Пробиться в печать удается только в январе 1914 г. Детский журнал «Мирок» публикует под псевдонимом Аристон (музыкальный ящик) стихотворение Есенина «Береза»:
Белая береза Под моим окном Принакрылась снегом, Точно серебром. На пушистых ветках Снежною каймой Распустились кисти Белой бахромой. И стоит береза В сонной тишине, И горят снежинки В золотом огне. А заря, лениво Обходя кругом, Обсыпает ветки Новым серебром.Это стихотворение ученые мужи называют «фетовским». Действительно, некоторые элементы поэтики Фета здесь имеются. Но что с того? Вспомним эпиграф к этой книге «Химический состав весеннего воздуха можно тоже исследовать и определить…» Все чужое Есенин пропускал через себя, и все становилось есенинским. Поэтому человек с мало-мальски развитым поэтическим слухом никогда не спутает Есенина ни с Фетом, ни с Блоком, ни Клюевым, ни с кем-нибудь еще.

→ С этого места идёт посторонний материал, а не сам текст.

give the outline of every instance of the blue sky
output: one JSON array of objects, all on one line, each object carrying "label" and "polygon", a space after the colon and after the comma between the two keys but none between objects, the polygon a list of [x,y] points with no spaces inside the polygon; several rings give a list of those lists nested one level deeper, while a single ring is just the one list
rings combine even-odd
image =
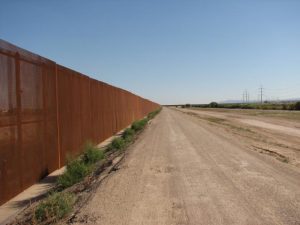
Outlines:
[{"label": "blue sky", "polygon": [[300,97],[297,0],[0,0],[0,38],[161,104]]}]

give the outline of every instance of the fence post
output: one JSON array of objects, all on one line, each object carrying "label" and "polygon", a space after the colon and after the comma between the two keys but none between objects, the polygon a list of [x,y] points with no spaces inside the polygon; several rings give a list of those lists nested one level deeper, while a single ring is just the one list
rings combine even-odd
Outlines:
[{"label": "fence post", "polygon": [[55,63],[55,97],[56,97],[56,129],[57,129],[57,152],[58,152],[58,168],[61,167],[61,145],[60,145],[60,123],[59,123],[59,103],[58,103],[58,70]]},{"label": "fence post", "polygon": [[24,165],[24,152],[22,148],[22,89],[21,89],[21,77],[20,77],[20,55],[18,52],[15,54],[15,73],[16,73],[16,100],[17,100],[17,146],[19,150],[18,163],[19,174],[20,174],[20,190],[24,188],[23,182],[23,165]]}]

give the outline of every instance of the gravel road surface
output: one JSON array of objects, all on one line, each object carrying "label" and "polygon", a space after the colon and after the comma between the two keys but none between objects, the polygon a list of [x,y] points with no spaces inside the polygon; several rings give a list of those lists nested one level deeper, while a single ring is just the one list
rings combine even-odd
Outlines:
[{"label": "gravel road surface", "polygon": [[76,224],[300,225],[299,168],[164,108]]}]

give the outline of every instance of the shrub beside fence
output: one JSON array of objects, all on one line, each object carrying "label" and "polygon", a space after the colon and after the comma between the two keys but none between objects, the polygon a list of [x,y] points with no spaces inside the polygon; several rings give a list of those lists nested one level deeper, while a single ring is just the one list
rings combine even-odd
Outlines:
[{"label": "shrub beside fence", "polygon": [[0,204],[159,107],[0,40]]}]

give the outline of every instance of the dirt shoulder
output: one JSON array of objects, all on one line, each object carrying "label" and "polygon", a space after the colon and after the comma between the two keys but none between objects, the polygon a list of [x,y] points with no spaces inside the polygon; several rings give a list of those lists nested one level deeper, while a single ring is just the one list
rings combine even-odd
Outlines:
[{"label": "dirt shoulder", "polygon": [[73,223],[299,224],[299,169],[213,123],[165,108]]},{"label": "dirt shoulder", "polygon": [[300,112],[176,109],[206,121],[215,129],[232,133],[260,153],[300,167]]}]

Надо уж очень не любить Есенина, чтобы увидеть в «Березе» очередную «маску», а не подлинную тоску крестьянского парня, недавно переехавшего в город. («Здесь много садов, оранжерей, но что они в сравнении с красотами родимых полей и лесов».) Есенин мог сколько угодно играть и лукавить — в жизни. (И то это начнется позже.) Но никогда — в стихах. Обаяние есенинской поэзии именно в неразрывности «души и глагола» (слова М. Цветаевой).